De la définition d’une représentation, découlent les six principes de l’analyse structurale énumérés par Özça!lar-Toulouse (2005, p. 220-221). Le premier principe, qui se réfère à la première dimension évoquée par Moscovici (1961), est que le sens est dans la « mise en mots ». Il est important de comprendre ce que recouvre cette mise en mots car de cela résulte la manière de procéder au codage de l’information. La mise en mots a une fonction référentielle (descriptive, elle dit comment sont les choses), une fonction modale (de l’ordre du jugement, elle dit ce que la narrateur pense des choses) et une fonction d’acte (elle modifie l’état de l’auditeur). La deuxième règle met en avant l’importance de la méthode de recueil de l’information par entretien, qui est régie par une norme de production de sens. Le troisième présupposé se rapporte à la structure de la représentation. Celle-ci est différentielle, c’est-à-dire que le sens émerge par opposition (ou disjonction) entre termes d’un même niveau. Elle est aussi intégrative, ce qui signifie que cette opposition ne fait sens que si elle se rapporte, à un niveau supérieur, à une catégorie qui chapeaute ces termes opposés. On parle alors de conjonction. Le quatrième fondement est lié à la découverte du code narratif employé par la personne interrogée. Dans ce code se reflètent à la fois les catégories personnelles du narrateur mais aussi les catégories sociales. Le cinquième principe renvoie à la dynamique du discours. L’entretien est le reflet d’un parcours personnel, codé par le narrateur. Il va s’agir de comprendre les processus cognitifs, affectifs ou interactifs qui permettent l’élaboration de ce discours qui se crée en interaction avec le chercheur, en identifiant la hiérarchie des catégories (sociales, personnelles). Enfin, le sixième postulat implique de retrouver et reconstruire la logique inhérente au discours en se basant sur les raisons qui ont poussé le narrateur à agir et les objectifs qu’il a poursuivi.

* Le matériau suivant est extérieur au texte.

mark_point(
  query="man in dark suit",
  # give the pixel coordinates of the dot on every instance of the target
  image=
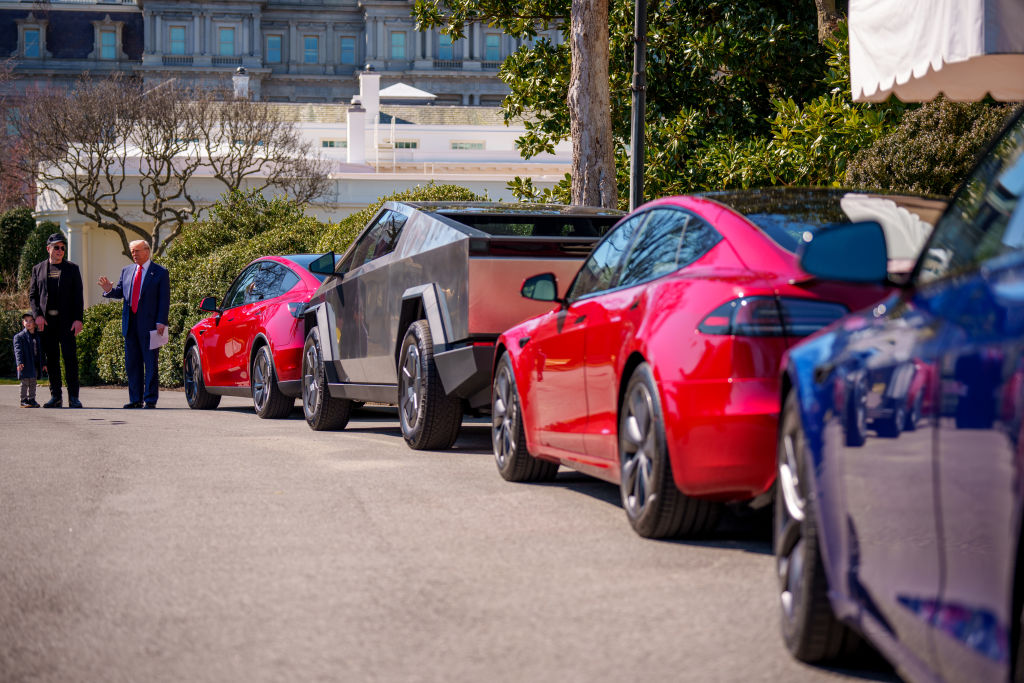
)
(58, 303)
(145, 289)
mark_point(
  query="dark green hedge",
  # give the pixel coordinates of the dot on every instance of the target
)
(931, 151)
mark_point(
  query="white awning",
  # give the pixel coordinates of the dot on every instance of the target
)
(918, 49)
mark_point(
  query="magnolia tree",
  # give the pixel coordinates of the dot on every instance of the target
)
(129, 158)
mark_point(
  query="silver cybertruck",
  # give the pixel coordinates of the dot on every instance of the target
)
(409, 315)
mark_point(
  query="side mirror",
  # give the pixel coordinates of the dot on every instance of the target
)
(541, 288)
(323, 265)
(848, 253)
(209, 304)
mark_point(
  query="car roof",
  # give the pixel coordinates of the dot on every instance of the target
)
(510, 208)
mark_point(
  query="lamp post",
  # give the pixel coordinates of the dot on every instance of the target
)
(639, 88)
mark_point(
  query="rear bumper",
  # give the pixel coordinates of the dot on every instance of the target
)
(721, 437)
(465, 373)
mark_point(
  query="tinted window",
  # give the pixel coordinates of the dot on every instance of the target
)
(237, 293)
(540, 226)
(671, 239)
(271, 281)
(599, 270)
(984, 220)
(379, 240)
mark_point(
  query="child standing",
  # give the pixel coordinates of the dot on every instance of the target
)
(28, 357)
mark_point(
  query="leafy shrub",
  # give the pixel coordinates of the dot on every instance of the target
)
(34, 250)
(931, 151)
(15, 226)
(111, 353)
(96, 318)
(10, 325)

Parmi cet ensemble de six préceptes, on peut dire que le troisième présupposé est celui qui ossature toute la démarche d’analyse structurale, c’est-à-dire la recherche d’oppositions (disjonctions) et de conjonctions. Pour faciliter cette recherche, un codage méthodique est proposé, basé sur l’identification des trois éléments structurants du récit : les séquences (unité de temps), les actants (acteurs du récit) et les propositions argumentaires (attitudes, jugements émis), qui vont être détaillés dans le paragraphe suivant.

2.2. La démarche d’analyse structurale

Dans ce paragraphe, nous allons présenter la méthode qui a été suivie, étape par étape. Tout d’abord, un tableau récapitule les étapes suivies. Dans un deuxième temps, nous les détaillerons en proposant une illustration concrète de chacune au travers de l’entretien d’Isabelle.

Tableau 4.9 – Les étapes de l’analyse structurale Etape liminaire Retranscription intégrale et fidèle des entretiens

Pour une heure d’enregistrement, il faut près de 6 heures de retranscription. Pour 29 H 42 min d’entretien, il a donc fallu 180 heures de retranscription (soit un mois plein à raison de 8 heures de travail par jour).